Stock your grocery store with products that will appeal to your target market.
Unless you have the capital and resources to operate a large chain of grocery stores, your success in the grocery business will depend on identifying your target market and tailoring you offerings to accommodate them. There are hundreds of thousands of grocery products, and no grocery business can carry every one of them. Your success will depend on finding a selection that uses yuor available space to your greatest advantage.
Instructions
1. Set up an inventory system for your grocery business. Interview suppliers in your area including full-service distributors as well as independent producers. Choose a line of products well suited to the neighborhood where your store is located and the price range you intend to charge. For example, if you are opening a convenience grocery store on a busy street, you should carry plenty of drinks and snack foods, but if your store is located in an affluent neighborhood you should focus on high-end specialty foods. Set up accounts with your suppliers and develop an inventory system for your store that enables you to rotate stock, monitor sales of particular products and keep track of order dates.
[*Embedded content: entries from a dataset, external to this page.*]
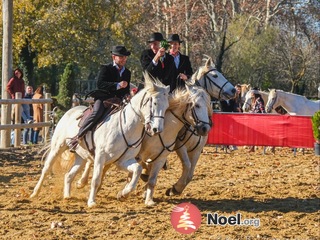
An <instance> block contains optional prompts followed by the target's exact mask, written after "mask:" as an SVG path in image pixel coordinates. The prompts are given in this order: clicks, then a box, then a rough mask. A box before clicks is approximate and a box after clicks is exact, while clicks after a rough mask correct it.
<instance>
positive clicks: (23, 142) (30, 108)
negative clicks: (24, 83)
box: [22, 86, 34, 144]
mask: <svg viewBox="0 0 320 240" xmlns="http://www.w3.org/2000/svg"><path fill="white" fill-rule="evenodd" d="M32 97H33V87H32V86H27V87H26V93H25V95H24V98H27V99H32ZM22 108H23V111H24V112H26V114H29V116H30V118H31V119H32V118H33V107H32V104H22ZM29 132H30V137H29ZM33 138H34V130H33V128H25V129H24V131H23V138H22V143H23V144H28V142H29V141H28V140H30V142H31V143H33Z"/></svg>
2. Set up a storage area for your grocery store. Keep backstock in a storage room and rotate perishable product regularly. Run a walk-in cooler for backstock of refrigerated product, as well as a walkin freezer if you sell enough frozen food to justify the expense. Find a balance between keeping enough stock on hand to meet current demand and not buying so much inventory that you tie up capital that you might need for other expenses such as payroll.
3. Plan sales and promotions for your grocery store. Use the ends of aisles to stack cases of products you will showcase and also place sale items in prominent places such as near the cash registers. Offer low prices on items that your distributors discount to you, and also plan discounts on products that will draw customers into your store such as baking supplies during holiday seasons. Use these discounted items as the basis of your ad campaigns.
4. Program your point-of-sales systems to process transactions efficiently and provide you with information about sales patterns. Designate cash register keys to correspond with each of your major sales categories, such as dairy, meat and grocery. Track the amount you are spending on each category using information on your purchase receipts, and compare these expenditures with your cash-register data in order to evaluate your margins in each area.